Wednesday 17th August 2011
After years in the debt management industry I thought it was finally time to lift the lid on some of the most interesting cases of my career. Every week I will reveal an exclusive insight into the people behind the debts and how I managed to help them….

All too often people assume that debt is something that affects the young, who haven’t yet learnt how to manage their money. I think we forget, sometimes, that older people can need our help just as much.

Recently I met an older couple, Ron and Lesley Peters, who had run into some financial difficulty. Lesley suffered badly from arthritis, Ron had chest and breathing difficulties and they needed some money for a mobility scooter as otherwise they were virtually housebound.

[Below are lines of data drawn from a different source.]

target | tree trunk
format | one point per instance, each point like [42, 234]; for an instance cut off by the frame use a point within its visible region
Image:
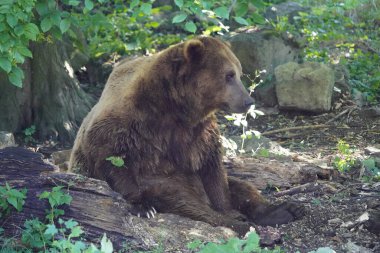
[50, 99]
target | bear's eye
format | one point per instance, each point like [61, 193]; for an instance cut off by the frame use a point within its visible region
[230, 76]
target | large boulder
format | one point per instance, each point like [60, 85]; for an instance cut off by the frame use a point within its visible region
[306, 87]
[260, 50]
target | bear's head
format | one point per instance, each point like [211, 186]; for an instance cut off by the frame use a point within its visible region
[211, 72]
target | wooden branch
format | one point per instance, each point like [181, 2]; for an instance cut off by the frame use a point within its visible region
[96, 207]
[295, 128]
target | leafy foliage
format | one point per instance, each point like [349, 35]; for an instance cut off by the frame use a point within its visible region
[11, 199]
[344, 161]
[240, 120]
[55, 235]
[343, 33]
[111, 27]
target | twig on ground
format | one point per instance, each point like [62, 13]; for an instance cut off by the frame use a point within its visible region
[309, 187]
[295, 128]
[338, 116]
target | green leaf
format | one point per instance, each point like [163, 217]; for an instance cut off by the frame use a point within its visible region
[25, 51]
[11, 20]
[190, 27]
[179, 3]
[76, 232]
[134, 3]
[51, 229]
[146, 8]
[7, 2]
[16, 76]
[369, 163]
[46, 24]
[241, 21]
[88, 4]
[31, 31]
[5, 64]
[222, 12]
[42, 8]
[241, 9]
[259, 4]
[74, 2]
[64, 25]
[44, 195]
[179, 18]
[106, 245]
[12, 201]
[258, 19]
[71, 224]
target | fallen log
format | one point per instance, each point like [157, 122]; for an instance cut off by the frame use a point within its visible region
[96, 207]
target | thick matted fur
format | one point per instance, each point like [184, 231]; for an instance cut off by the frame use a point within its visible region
[157, 113]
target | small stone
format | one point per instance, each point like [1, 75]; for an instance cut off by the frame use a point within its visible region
[335, 222]
[351, 247]
[7, 140]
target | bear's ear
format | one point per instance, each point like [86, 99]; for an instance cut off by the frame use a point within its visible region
[193, 50]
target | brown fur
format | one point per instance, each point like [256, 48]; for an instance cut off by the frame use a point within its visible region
[157, 113]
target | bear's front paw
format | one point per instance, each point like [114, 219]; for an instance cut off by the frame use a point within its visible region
[280, 214]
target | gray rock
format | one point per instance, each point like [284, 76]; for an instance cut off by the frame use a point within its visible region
[7, 140]
[351, 247]
[260, 50]
[306, 87]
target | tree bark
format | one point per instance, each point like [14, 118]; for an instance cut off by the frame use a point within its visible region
[96, 207]
[50, 98]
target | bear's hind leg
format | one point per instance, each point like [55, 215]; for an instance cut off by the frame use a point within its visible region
[251, 203]
[176, 195]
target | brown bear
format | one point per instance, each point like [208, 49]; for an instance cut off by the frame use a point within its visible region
[158, 114]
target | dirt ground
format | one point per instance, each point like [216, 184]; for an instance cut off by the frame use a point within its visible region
[336, 214]
[344, 214]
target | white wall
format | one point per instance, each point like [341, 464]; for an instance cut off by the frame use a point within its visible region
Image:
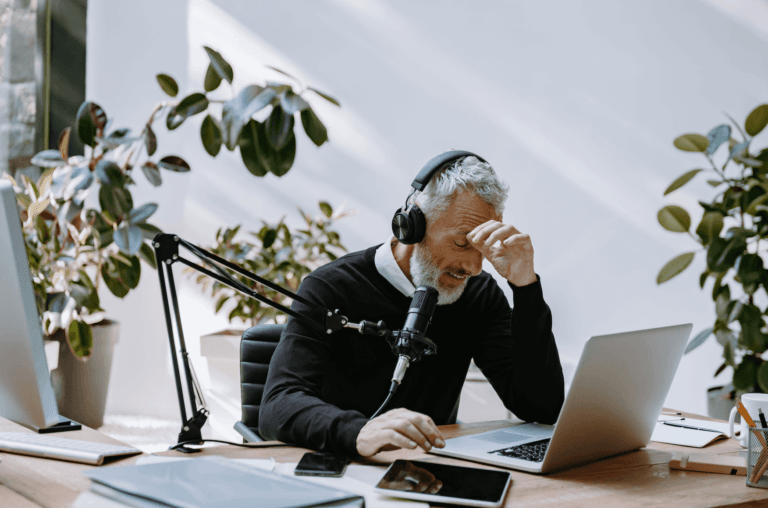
[575, 104]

I went to visit them to see what savings they had left, but they told me that they had lent their money to their son, Joe, for a deposit on a house about a year ago. Joe had promised them monthly repayments and had managed to keep them up regularly for a few months until he got laid off. A further blow came when his wife left him after he lost his job and his house was quickly repossessed.

The Peters explained that they had turned to their neighbour for help, who put them in touch with someone willing to lend them money. He would come round to their house every Tuesday. They would collect their pensions at 10am that morning and he would call round for his money at 6pm that same day.

Because they struggled to find the money to pay him, he agreed to loan them more money to settle the first loan and have a little left over to live on. This spiral continued until the Peters needed to find £900 a month just to pay the legal loan shark.

The pressure eventually became too much and Lesley broke down in front of her friend who recommended the couple contact me.

Three hours into our meeting we had managed to get the monthly payments reduced from £900 to £130. I was able to negotiate with their existing creditors and arranged for the Peters to cease payments whilst I negotiated a new deal.

The reduction in repayments means that the couple are now able to afford to pay their creditors, their bills and their groceries without worrying.